English football novelist and journalist Brian Glanville once noted the very act of writing about an essentially working-class game immediately discounted the works from literary consideration. Football, it seemed, was not a gentleman’s game and did not need a literature genre. We now know this to be rubbish.

Rich past

Beginning in short form in Victorian boys’ journals and magazines such as the Boys Own Paper in the late 1800s, football fiction quickly gained traction as education standards rose and comic books became more prevalent.

In the early 1900s, writers such as Englishman Arnold Bennett, as with the clubs of the day, began drafting professional players into their stories.

During the first world war and 1920s, fictional players such as Nell O’Newcastle and Meg Foster – both female characters in The Football Favourite – stood up for workers and women’s rights.

Surging ahead

Interest in football fiction surged alongside the rising popularity of the professional game.

As a result, between 1920 and the mid 1950s, paperback series such as theAldine Football Novel (88 volumes) and Amalgamated Press’ Football and Sports Library (564 volumes), played to the crowd.

British novelist Sydney Horler wrote 20 football novels in the period (he knocked over 157 different novels all up).
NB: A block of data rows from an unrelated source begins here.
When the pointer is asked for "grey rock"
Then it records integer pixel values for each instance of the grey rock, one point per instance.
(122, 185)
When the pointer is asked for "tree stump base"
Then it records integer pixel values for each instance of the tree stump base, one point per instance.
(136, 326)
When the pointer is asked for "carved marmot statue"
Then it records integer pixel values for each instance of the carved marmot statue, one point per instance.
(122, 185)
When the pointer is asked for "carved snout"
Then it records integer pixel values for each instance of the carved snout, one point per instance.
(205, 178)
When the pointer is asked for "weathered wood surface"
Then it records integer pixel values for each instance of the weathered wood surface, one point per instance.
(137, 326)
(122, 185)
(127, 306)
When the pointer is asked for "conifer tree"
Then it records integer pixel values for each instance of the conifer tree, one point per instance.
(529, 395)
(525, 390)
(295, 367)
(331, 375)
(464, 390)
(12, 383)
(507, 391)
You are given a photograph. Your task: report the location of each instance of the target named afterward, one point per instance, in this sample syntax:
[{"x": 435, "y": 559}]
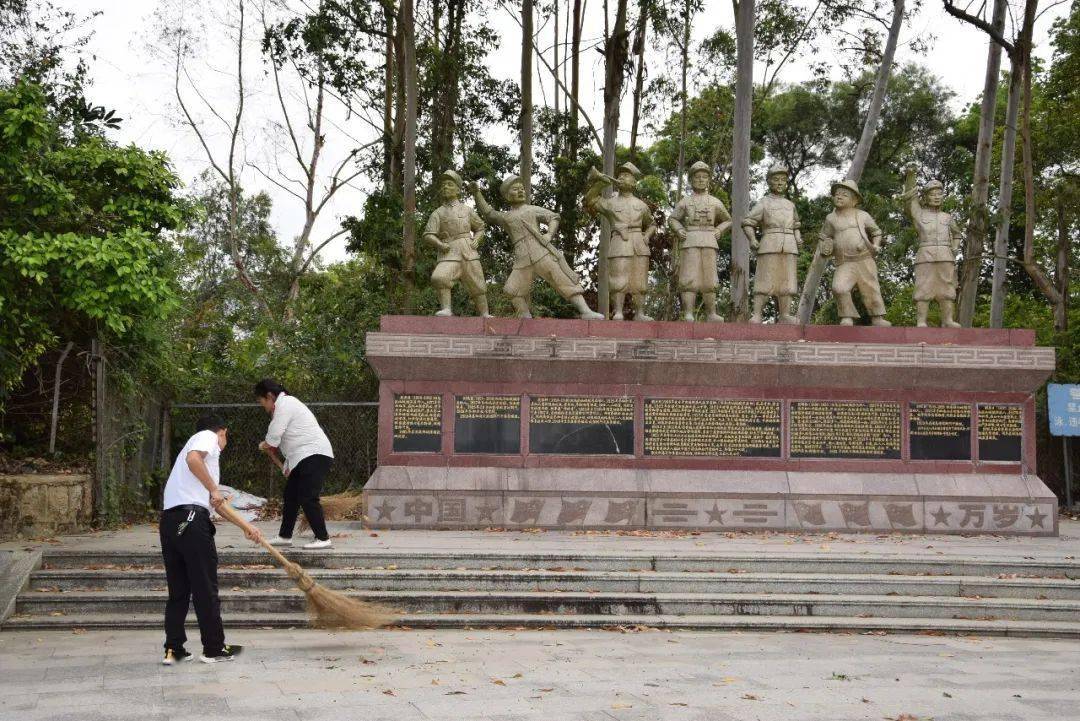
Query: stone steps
[
  {"x": 578, "y": 603},
  {"x": 791, "y": 590},
  {"x": 376, "y": 580},
  {"x": 630, "y": 623},
  {"x": 788, "y": 562}
]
His characters include McPhee, a gruff and wily Scots manager, and Tiger Standish, a pipe-smoking international spy, and England’s best centre-forward.

From the 1950s, football fiction dispensed with romanticism and moralistic consensus. Instead, it developed emotionally charged, sophisticated, socio-political commentaries.

Scottish writer Robin Jenkins’ majestic novel, The Thistle and The Grail(1954), and The Hollow Ball (1961) by Scottish-Irish novelist Sam Hanna Bell offer gritty and profound critiques of football’s place in culture and society.

Glanville haunted us with the melancholy of The Rise of Gerry Logan(1970); Scotsman Gordon Williams’ From Scenes like These (1969), short-listed for the Booker Prize, and Jenkins’, A Would Be Saint (1978), discuss the game’s impact on working-class families.

Enter the soccerati

In the 1990s, the sport was embraced as the must-have accessory for British middle-classes.

Nick Hornby’s celebrated Fever Pitch (1992) is often credited with making football fashionable and with it, football writing.

The decade heralded the rise of the soccerati – award-winning fiction writers such as DJ Taylor, Irishman Roddy Doyle, Simon Kuper, Hunter Davies and Nalinaksha Bhattacharya (whose work, inspired by a real life story, was reshaped in 2002 as the film Bend it like Beckham) achieved success exploring the game’s themes and content.

In response, writers such as Filth author Irvine Welsh and UK author of The Football Factory, John King, gave us a figurative fist in the mouth with complex studies of the male urban football fan.

More recently, stunning contributions in the form of British author’s David Peace’s 2006 novel The Damned Utd and Heartland, written by novelist Anthony Cartwright in 2009, made the leap from football to literary fiction.

The Damned Utd, the story of Brian Clough’s troubled term as football manager of Leeds United in 1974, was adapted into the film The Damned United, starring Michael Sheen of Frost/Nixon fame.

Yes, football novels are comparatively rare, the really good ones even more so. But despite what you might have been told, their number and history is a wide-open field of play, and well worth a kick around.